Proteinuria - Clinical approach to detection, classification and management of proteinuria.
Practical orientation: Start by distinguishing albuminuria from non-albumin proteinuria. Discordance between UACR, UPCR and dipstick is often the key diagnostic clue.
Use first: clinical summary and algorithm.
Then: differential diagnosis, workup and management tables.
Escalate: use red flags and biopsy/urgent-care sections.

Clinical summary

Definition
Urine protein excretion >150 mg/day.
Initial tests
Request both UACR and UPCR. Dipstick alone misses non-albumin proteins.
Main categories
Glomerular, tubular, overflow, transient and orthostatic proteinuria.
Red flags
Nephrotic syndrome, hematuria, falling eGFR, systemic disease, monoclonal protein suspicion.
Initial management
Treat cause; control BP; reduce sodium intake; use ACEi/ARB when appropriate.

Algorithm

Clinical algorithm

Urinary proteins

Protein Usual meaning
Tamm-Horsfall protein / uromodulin Produced in the TAL; matrix of many casts; mutations can cause ADTKD.
Albumin Main marker of glomerular filtration barrier injury.
Retinol-binding protein, alpha-1 microglobulin, beta-2 microglobulin Low-molecular-weight proteins; increased urine levels suggest proximal tubular dysfunction.
Light chains Suggest plasma cell dyscrasia or monoclonal gammopathy when discordant with albumin.

Testing strategy

Test Strength Limitation
Dipstick Cheap, rapid, albumin-sensitive. Insensitive to LMW proteins and light chains; concentration dependent.
UPCR Convenient estimate of total protein. Diurnal variation; affected by creatinine excretion.
UACR Best for albuminuria and glomerular risk stratification. Misses non-albumin proteinuria.
24-hour urine protein Reference method. Cumbersome and prone to collection error.
SSA test Detects non-albumin proteins including light chains. False positives with some drugs/contrast.

Interpreting patterns

Pattern Think of
UACR and UPCR both high Glomerular proteinuria.
UPCR high with relatively low UACR Tubular proteinuria or overflow proteinuria, including light chains.
Dipstick negative but UPCR high LMW proteins or paraproteins.
Transient proteinuria Fever, exercise, seizure or cold exposure.
Orthostatic proteinuria Mostly children/adolescents; usually benign.

Glomerular proteinuria

Albuminuria is the hallmark. A2 albuminuria is 30-300 mg/g; A3 albuminuria is >300 mg/g. Falling proteinuria with stable kidney function usually indicates response or remission in glomerular disease.

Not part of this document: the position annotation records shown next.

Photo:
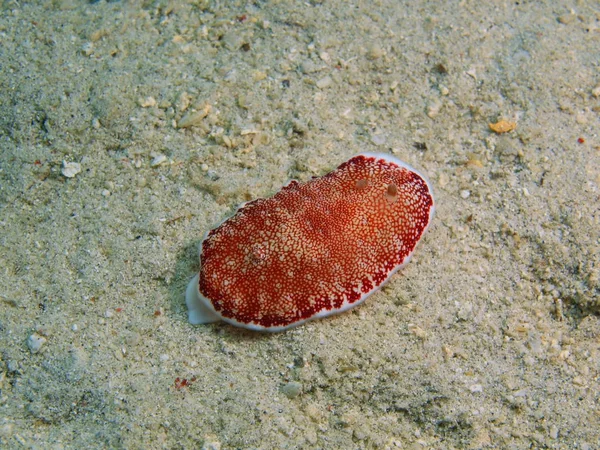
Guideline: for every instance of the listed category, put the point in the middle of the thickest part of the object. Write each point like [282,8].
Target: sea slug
[313,249]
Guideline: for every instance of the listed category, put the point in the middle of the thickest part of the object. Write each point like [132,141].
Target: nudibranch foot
[199,311]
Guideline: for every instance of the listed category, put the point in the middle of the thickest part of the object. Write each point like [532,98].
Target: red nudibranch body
[313,249]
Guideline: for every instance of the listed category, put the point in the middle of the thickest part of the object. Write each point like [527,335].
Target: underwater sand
[129,129]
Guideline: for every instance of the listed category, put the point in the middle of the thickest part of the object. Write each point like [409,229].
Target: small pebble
[324,82]
[158,160]
[147,102]
[70,169]
[35,342]
[378,139]
[291,389]
[87,49]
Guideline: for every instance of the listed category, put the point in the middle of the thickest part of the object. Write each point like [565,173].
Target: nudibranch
[313,249]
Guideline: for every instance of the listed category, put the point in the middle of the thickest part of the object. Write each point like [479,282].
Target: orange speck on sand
[502,126]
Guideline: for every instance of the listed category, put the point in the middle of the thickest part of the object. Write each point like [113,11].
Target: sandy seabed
[128,129]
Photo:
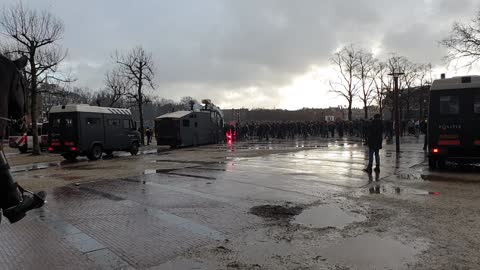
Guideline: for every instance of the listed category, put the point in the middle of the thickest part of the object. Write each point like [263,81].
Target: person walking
[374,139]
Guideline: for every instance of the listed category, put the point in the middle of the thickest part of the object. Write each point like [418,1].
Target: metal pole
[397,115]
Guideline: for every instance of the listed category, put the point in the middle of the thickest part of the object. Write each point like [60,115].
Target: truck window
[68,122]
[449,105]
[113,122]
[126,124]
[93,121]
[56,122]
[476,104]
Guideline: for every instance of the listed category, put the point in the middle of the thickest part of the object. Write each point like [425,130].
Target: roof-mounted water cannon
[206,102]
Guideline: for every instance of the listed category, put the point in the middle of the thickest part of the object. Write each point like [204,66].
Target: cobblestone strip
[180,222]
[95,251]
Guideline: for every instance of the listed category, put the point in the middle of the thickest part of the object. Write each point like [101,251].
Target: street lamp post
[396,108]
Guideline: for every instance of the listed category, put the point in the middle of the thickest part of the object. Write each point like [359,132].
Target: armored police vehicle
[83,130]
[454,121]
[201,125]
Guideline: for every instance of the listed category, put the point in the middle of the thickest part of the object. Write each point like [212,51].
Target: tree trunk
[33,105]
[350,110]
[140,109]
[365,108]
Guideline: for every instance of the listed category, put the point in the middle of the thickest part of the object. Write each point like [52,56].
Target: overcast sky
[250,53]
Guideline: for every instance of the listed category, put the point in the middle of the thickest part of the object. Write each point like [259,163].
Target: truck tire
[70,157]
[134,149]
[441,163]
[95,152]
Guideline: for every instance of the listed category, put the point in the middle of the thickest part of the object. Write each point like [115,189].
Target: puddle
[170,172]
[154,171]
[276,211]
[370,252]
[33,167]
[396,190]
[327,216]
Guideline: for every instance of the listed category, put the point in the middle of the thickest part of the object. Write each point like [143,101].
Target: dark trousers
[371,152]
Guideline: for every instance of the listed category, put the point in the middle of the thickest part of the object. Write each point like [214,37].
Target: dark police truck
[83,130]
[201,125]
[454,121]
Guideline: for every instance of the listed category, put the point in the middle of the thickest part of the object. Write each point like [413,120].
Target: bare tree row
[361,76]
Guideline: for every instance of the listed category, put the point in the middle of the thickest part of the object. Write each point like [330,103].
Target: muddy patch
[276,211]
[328,215]
[371,252]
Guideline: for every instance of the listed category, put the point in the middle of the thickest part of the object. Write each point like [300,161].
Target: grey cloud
[215,47]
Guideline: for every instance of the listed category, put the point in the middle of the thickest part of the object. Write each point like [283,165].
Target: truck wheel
[95,153]
[23,149]
[134,149]
[70,157]
[441,164]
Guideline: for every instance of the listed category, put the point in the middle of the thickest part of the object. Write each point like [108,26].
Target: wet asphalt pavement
[306,204]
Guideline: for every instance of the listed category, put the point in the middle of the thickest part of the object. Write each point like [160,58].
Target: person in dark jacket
[374,139]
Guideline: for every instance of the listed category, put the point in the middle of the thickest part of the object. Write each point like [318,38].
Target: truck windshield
[449,105]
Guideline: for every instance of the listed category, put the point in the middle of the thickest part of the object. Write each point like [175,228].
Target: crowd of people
[325,129]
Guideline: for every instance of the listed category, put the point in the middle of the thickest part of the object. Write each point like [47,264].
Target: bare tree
[117,87]
[346,84]
[364,72]
[137,67]
[410,78]
[34,34]
[464,42]
[382,84]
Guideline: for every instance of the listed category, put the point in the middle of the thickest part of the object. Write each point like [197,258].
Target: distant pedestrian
[148,133]
[374,139]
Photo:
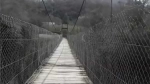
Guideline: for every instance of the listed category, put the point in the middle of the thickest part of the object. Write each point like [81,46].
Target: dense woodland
[63,11]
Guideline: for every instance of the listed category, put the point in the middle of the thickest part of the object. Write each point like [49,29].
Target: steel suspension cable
[78,15]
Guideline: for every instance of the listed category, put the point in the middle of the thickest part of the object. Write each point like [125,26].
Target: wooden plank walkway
[62,68]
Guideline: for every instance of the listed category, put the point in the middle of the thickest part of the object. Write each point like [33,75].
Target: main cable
[48,14]
[78,15]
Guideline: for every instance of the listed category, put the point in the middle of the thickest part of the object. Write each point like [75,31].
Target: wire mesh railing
[116,51]
[23,48]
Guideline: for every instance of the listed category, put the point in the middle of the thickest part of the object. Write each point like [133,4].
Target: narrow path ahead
[62,68]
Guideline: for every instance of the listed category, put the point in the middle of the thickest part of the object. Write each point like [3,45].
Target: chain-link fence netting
[23,47]
[116,51]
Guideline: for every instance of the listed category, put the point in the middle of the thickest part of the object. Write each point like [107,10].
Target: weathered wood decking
[62,68]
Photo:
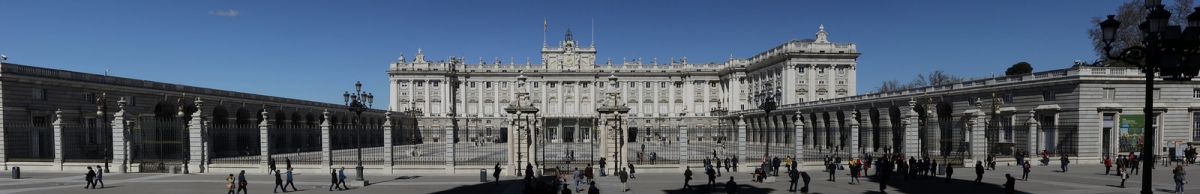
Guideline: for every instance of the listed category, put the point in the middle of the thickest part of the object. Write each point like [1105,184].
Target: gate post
[325,161]
[264,141]
[58,139]
[389,153]
[196,139]
[119,138]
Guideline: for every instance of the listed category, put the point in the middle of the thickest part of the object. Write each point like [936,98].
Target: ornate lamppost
[1164,50]
[358,102]
[767,102]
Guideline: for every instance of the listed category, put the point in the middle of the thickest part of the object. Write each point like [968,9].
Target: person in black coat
[687,177]
[497,174]
[1009,186]
[731,187]
[978,173]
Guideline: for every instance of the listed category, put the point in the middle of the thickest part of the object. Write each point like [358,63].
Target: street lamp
[358,102]
[1173,54]
[767,98]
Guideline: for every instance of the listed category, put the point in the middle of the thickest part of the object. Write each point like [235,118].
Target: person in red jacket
[1108,164]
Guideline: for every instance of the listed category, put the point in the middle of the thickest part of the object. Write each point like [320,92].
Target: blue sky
[317,49]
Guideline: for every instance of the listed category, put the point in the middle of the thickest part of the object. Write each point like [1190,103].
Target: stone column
[742,143]
[853,137]
[196,139]
[388,152]
[58,140]
[120,155]
[264,139]
[683,146]
[799,141]
[911,138]
[449,141]
[1032,140]
[325,158]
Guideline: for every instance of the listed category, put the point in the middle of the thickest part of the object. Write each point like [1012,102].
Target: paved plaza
[1080,179]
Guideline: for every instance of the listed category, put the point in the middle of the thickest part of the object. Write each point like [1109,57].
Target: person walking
[731,187]
[1108,164]
[978,173]
[229,185]
[243,182]
[341,177]
[631,171]
[949,171]
[289,182]
[603,163]
[333,175]
[1065,162]
[795,179]
[1009,183]
[712,179]
[687,177]
[1180,180]
[100,179]
[623,177]
[279,182]
[496,174]
[89,177]
[1025,173]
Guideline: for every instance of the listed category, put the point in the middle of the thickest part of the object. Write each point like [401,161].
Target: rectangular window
[89,97]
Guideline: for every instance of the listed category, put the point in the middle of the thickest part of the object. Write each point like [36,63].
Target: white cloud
[225,13]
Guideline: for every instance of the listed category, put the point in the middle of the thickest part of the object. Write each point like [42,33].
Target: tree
[1019,68]
[1131,14]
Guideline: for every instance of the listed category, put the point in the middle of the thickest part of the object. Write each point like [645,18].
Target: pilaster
[264,152]
[58,140]
[196,140]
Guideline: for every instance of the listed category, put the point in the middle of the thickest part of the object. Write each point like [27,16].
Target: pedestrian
[1025,175]
[279,182]
[687,177]
[289,182]
[623,177]
[731,187]
[631,171]
[1108,164]
[100,179]
[1180,179]
[1009,183]
[592,188]
[270,165]
[832,168]
[243,182]
[89,177]
[735,163]
[949,171]
[603,163]
[1065,162]
[229,185]
[795,179]
[978,173]
[1123,176]
[712,179]
[496,174]
[333,175]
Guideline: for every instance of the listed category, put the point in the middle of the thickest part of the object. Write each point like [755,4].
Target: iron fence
[29,143]
[85,143]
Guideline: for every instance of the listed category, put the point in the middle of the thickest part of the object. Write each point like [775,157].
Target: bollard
[483,175]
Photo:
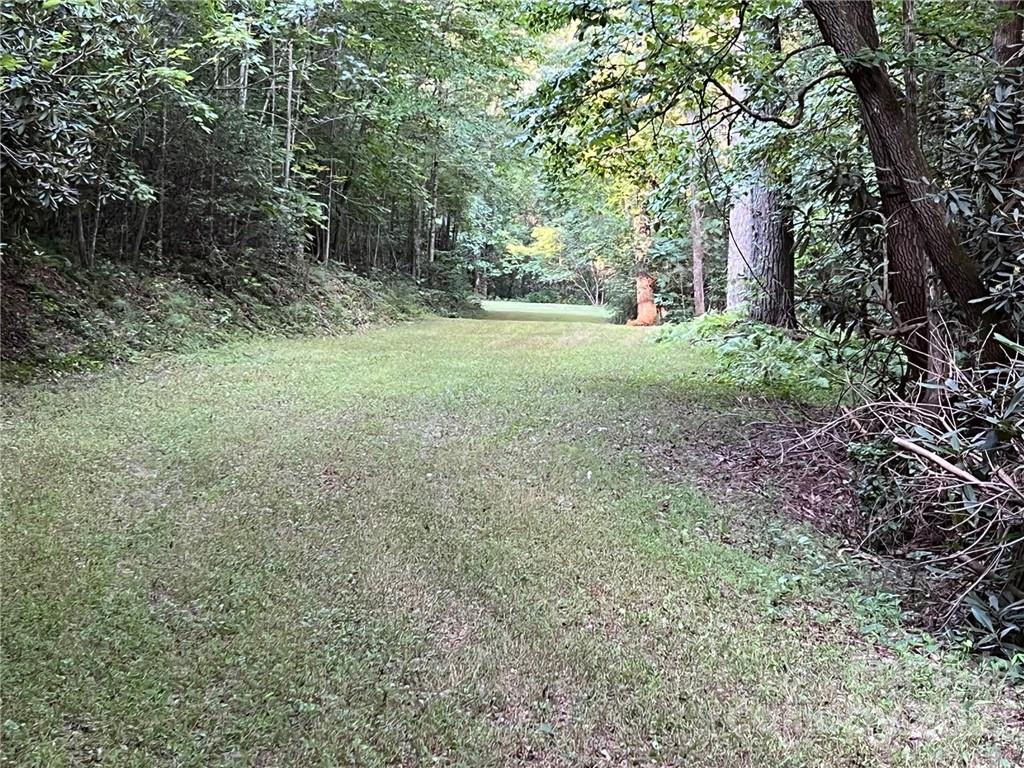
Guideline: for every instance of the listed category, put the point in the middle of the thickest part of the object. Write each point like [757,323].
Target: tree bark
[849,29]
[432,222]
[740,248]
[697,243]
[646,310]
[1007,39]
[772,298]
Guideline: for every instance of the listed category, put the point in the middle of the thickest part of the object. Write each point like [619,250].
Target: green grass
[524,310]
[427,545]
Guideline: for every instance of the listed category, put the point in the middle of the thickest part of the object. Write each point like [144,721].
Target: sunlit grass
[523,310]
[425,545]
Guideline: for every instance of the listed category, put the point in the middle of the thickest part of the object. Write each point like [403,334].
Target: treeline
[850,177]
[245,140]
[864,162]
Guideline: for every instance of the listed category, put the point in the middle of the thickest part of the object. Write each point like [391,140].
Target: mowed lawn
[524,310]
[432,545]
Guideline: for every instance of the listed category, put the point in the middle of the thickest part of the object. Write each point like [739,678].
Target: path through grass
[524,310]
[426,545]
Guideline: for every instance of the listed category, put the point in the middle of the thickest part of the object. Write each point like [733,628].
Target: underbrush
[751,355]
[937,469]
[56,318]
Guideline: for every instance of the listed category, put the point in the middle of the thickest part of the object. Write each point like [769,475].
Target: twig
[935,459]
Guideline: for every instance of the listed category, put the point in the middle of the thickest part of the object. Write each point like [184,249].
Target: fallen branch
[935,459]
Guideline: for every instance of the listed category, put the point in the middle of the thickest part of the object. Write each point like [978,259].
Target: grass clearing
[426,545]
[525,310]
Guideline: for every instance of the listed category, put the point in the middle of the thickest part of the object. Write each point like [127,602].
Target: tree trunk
[740,250]
[772,298]
[646,310]
[432,222]
[849,29]
[415,236]
[770,259]
[697,242]
[1007,40]
[288,115]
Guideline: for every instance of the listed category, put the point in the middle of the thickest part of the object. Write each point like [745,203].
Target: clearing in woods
[434,544]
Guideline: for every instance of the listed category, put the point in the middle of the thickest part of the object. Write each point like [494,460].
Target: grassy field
[427,545]
[523,310]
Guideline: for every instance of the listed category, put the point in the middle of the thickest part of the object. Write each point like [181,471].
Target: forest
[557,382]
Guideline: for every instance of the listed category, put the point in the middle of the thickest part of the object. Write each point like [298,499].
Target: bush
[943,477]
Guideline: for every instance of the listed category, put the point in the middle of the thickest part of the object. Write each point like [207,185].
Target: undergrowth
[58,320]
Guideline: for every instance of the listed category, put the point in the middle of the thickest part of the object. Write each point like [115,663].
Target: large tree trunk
[772,297]
[849,29]
[1008,47]
[642,230]
[1007,40]
[740,248]
[740,252]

Management domain Practical approach
Sodium Low sodium intake potentiates antiproteinuric therapy.
RAAS blockade ACEi or ARB if tolerated, especially with albuminuria.
BP Lower targets are often used when significant proteinuria is present, individualized by tolerance.
Biopsy Consider when proteinuria is unexplained, nephrotic range, associated with active sediment, or accompanied by falling eGFR.

Tubular proteinuria

Tubular proteinuria reflects impaired proximal tubular reabsorption of filtered LMW proteins. It can be missed by dipstick.

Cause group Examples
Acquired tubular injury ATN, tubulointerstitial disease, tenofovir, ifosfamide, heavy metals.
Light chain proximal tubulopathy Important acquired cause of Fanconi syndrome.
Genetic Cystinosis, Dent disease, Donnai-Barrow syndrome, Imerslund-Grasbeck disease.

Overflow proteinuria

Filtered protein load exceeds tubular reabsorptive capacity. Important causes are light-chain cast nephropathy, rhabdomyolysis, hemolysis and lysozyme-induced nephropathy.